How prices are Communicated to Consumers: The Fight over Prices on the Internet
Where’s the price? When it comes to prices, online retailers have a higher burden than their more traditional counterparts as companies, thanks to a 2004 Supreme Court ruling have gained considerable leeway in dictating how prices are communicated to consumers.
From Today's NYT:
Wary of the Internet’s tendency to relentlessly drive down prices, major brands and manufacturers — and now, book publishers — are striking back, deploying a variety of tactics and tools to control how their products are presented and priced online.
In many cases that freedom stems from a 2007 Supreme Court ruling in the case of Leegin Creative Leather Products v. PSKS. The ruling gave manufacturers considerably more leeway to dictate retail prices, once considered a violation of antitrust law, and it set a high legal hurdle for retailers to prove that this is bad for consumers.
Ever since that decision, retailers say manufacturers have become increasingly aggressive with one tool in particular: forbidding retailers from advertising their products for anything less than a certain price.
For offline retailers like Wal-Mart Stores and Best Buy, that means not dropping below those prices in the circulars and ads in newspapers. But online retailers have a greater burden. Manufacturers consider the product pages on sites like eBay and Amazon.com to be ads, and they complain whenever e-commerce sites set prices below the minimum price.
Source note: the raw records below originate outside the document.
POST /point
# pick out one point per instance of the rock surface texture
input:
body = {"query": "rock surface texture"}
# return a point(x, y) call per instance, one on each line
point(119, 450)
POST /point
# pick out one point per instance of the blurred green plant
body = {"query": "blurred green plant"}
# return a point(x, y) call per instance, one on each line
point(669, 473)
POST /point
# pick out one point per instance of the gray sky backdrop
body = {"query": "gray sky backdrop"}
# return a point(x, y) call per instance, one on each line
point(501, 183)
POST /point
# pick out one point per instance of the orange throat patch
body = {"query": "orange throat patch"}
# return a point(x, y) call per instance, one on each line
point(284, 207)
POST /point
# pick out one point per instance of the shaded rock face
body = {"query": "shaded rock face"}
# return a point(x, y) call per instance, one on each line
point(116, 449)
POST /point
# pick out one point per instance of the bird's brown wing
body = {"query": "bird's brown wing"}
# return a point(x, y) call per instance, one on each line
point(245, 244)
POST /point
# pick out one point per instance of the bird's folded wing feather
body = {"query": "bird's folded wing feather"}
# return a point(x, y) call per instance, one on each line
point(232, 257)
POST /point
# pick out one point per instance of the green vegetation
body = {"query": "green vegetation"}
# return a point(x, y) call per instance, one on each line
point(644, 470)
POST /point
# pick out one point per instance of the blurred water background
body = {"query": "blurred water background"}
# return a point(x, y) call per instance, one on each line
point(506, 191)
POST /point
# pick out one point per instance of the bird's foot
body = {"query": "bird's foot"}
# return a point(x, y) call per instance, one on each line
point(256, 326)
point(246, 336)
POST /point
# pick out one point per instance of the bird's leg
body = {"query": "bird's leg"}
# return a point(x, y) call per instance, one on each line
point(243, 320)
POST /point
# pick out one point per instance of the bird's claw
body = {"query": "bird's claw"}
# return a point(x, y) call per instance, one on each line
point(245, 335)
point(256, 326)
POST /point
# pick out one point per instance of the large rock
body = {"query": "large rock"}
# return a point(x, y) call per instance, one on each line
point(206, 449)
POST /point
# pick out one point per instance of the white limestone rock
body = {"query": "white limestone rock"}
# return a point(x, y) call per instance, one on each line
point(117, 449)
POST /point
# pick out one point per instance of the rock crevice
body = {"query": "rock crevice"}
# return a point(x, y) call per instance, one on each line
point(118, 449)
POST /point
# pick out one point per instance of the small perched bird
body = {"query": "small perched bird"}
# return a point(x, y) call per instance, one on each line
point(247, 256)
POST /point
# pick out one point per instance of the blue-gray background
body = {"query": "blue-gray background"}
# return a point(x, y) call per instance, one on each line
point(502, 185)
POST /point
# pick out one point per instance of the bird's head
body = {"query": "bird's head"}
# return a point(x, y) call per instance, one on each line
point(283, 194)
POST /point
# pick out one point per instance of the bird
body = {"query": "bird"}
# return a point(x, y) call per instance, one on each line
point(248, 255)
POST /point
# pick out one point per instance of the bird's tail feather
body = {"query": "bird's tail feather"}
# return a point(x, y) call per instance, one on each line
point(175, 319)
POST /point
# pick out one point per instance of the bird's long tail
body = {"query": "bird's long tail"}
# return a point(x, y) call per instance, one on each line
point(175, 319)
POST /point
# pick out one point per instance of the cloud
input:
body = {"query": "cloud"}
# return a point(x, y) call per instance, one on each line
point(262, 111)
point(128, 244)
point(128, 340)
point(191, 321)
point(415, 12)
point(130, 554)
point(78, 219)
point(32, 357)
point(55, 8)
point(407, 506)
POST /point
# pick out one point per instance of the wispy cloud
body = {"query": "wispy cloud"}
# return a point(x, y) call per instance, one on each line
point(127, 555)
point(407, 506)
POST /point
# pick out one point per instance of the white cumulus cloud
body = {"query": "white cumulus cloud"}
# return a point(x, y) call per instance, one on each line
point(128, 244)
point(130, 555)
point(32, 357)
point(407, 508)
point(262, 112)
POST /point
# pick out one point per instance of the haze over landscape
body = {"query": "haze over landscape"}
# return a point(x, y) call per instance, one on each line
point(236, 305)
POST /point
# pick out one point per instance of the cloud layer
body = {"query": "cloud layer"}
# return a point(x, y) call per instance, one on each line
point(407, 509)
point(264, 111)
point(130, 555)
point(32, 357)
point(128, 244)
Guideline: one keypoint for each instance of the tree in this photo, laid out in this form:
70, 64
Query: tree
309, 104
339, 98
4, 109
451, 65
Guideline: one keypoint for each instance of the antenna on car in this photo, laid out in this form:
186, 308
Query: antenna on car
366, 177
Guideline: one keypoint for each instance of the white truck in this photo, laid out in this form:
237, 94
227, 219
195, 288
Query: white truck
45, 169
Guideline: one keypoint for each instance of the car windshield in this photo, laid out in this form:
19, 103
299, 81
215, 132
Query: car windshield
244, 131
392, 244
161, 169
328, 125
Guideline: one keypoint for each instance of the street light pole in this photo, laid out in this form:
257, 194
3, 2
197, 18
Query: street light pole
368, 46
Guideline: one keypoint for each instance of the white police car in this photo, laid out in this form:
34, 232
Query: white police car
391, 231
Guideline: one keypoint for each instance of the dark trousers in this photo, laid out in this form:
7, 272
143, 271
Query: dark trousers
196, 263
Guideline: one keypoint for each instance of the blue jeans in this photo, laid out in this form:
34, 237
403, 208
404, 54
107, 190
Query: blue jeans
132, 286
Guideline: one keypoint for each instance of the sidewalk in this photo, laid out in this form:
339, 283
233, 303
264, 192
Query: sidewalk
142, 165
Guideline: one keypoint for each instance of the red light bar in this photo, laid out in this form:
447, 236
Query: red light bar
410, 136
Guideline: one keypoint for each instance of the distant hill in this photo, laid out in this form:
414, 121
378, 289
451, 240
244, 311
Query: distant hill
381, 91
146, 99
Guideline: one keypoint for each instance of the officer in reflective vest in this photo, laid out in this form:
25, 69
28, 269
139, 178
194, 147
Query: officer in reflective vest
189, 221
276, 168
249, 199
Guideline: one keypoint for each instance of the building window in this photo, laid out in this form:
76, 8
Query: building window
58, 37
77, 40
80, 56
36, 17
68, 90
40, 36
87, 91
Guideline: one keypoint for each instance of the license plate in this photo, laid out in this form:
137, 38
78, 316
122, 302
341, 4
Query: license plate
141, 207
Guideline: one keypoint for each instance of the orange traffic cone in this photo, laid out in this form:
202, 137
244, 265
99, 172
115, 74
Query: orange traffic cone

This leads the sites to replace prices with notes that say things like “To see our price, add this item to your cart.” One day last week, prices were missing on Amazon.com for an array of products like the Milwaukee Sub-Compact Driver drill kit, a Movado men’s Esperanza watch and an Onkyo 7.2-channel home theater receiver.
Having consumers add something to their cart before knowing the price is also an increasingly popular behavioral economics tactic.
Most online retailers complain that the missing prices confuse consumers and give an advantage to big chains like Wal-Mart, which do not bear the same burden in their stores. They also say the practice of enforcing minimum advertised prices has gradually spread from the consumer electronics business to companies in other industries like sporting goods and jewelry, which are also trying to stem the downward pressure of prices online.
Amazon declined to comment on the issue, but the company’s feelings on the matter are public. “Retailers like Amazon have the legal right to set their own prices independently, but some manufacturers place restrictions on how those prices may be communicated,” reads an explanation on Amazon product pages that lack prices. “We realize that this is an inconvenience and are regularly working to educate manufacturers on how their policies impact our customers.”